Texas Must Keep Its Paws Off Oklahoma Water

     WASHINGTON (CN) – An agreement between four states that share the Red River does not entitle Texas to take Oklahoma water, the Supreme Court ruled Thursday.
     Texas, Oklahoma, Arkansas and Louisiana all take water from the Red River under a 1955 congressional edict and the Red River Compact, ratified in 1980.
     As the population of Dallas-Fort Worth boomed in 2007, the Tarrant Regional Water District had its eye on the Red River’s three tributaries in Oklahoma to satisfy its need for more water.
     The district failed, however, to negotiate the purchase of water from Oklahoma and the Choctaw and Chicka­saw Nations, and then applied for a water resource permit from Oklahoma.
     Knowing that Oklahoma would likely deny its request because of state laws that effectively prevent out-of­-state applicants from taking or diverting water from within Oklahoma’s borders, the district sued nine officials with the Oklahoma Water Resources Board and the Oklahoma Water Conservation Storage Commission.
     It said Oklahoma’s laws burden interstate commerce in violation of the dormant commerce clause, and that Red River Compact also pre-empts Oklahoma’s rules, triggering the supremacy clause.
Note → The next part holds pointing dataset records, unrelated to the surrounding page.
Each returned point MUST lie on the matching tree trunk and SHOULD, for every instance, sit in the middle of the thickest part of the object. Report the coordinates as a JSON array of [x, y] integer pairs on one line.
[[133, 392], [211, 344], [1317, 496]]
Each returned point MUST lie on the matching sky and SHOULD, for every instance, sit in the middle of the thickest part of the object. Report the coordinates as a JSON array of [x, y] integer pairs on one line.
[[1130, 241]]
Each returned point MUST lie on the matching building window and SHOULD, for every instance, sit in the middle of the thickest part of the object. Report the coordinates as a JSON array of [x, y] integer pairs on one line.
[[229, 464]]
     After Oklahoma lawmakers overhauled the water permit process in 2009, Tarrant tacked the new statutes to its complaint.
     That same year, a federal judge granted the Oklahoma defendants summary judgment in the lawsuit.
     The 10th Circuit affirmed in September 2011, and the Supreme Court took up the case this past January to consider “whether a provision of a congressionally approved multi-state compact that is designed to ensure an equal share of water among the contracting states preempts protectionist state laws that obstruct other states from accessing the water to which they are entitled by the compact.”
     It also affirmed Thursday.
     “Three things persuade us that cross-border rights were not granted by the Compact: the well-established principle that states do not easily cede their sovereign powers, including their control over waters within their own terri­tories; the fact that other interstate water compacts have treated cross-border rights explicitly; and the parties’ course of dealing,” Justice Sonia Sotomayor wrote for the unanimous court.